The cable also covers up the headphone port on the goggles. Shark Byte currently offers no audio so that’s not a loss when you’re using the system, but requires removing the cable if you switch to analog with audio.
The Receiver also has two nice patch antennas built in; it would have been awesome to offer an SMA connection for your analog module to make use of them.
Finally, Shark Byte didn’t launch with the best camera. Early reviews compared a lesser-quality camera to DJI’s polished system, but the cameras available today are much improved over that first iteration. A new camera is expected soon with even higher quality. These have eliminated some of the image quality differences between the two systems.
Conclusion
Everyone benefits from an upgrade to an HD picture over analog. Shark Byte’s advantages over the DJI HD system appear to squarely target racers and pilots who fly in groups. Freestyle pilots who fly very close to objects will also appreciate how predictable the image loss is when a signal starts to degrade.

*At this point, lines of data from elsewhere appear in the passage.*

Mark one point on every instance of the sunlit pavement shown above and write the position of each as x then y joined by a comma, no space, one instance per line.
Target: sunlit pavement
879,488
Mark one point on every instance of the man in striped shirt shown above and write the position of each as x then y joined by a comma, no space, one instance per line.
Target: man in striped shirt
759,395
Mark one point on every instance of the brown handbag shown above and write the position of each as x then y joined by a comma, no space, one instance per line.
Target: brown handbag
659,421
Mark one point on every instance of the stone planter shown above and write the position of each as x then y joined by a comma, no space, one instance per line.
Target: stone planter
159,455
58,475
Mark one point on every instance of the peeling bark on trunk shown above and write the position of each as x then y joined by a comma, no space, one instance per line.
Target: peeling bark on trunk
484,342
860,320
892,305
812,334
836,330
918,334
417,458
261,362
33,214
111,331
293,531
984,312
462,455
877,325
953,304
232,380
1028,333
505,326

If you’re on the racing circuit, Shark Byte offers many advantages over DJI. Racers like the analog-like breakup and fixed latency; race directors like the ease of frequency management and how it plays well with timing systems. The system has definitely been gaining ground.
There’s also the question of price. The Shark Byte receiver is less expensive than buying a pair of DJI goggles if you already own a set, and if you’re building from scratch Fat Shark offers the Scout HD. Shark Byte equipment is generally less expensive for cameras and video transmitters, and it’s a little easier to buy just a camera or VTx if one breaks vs. replacing both.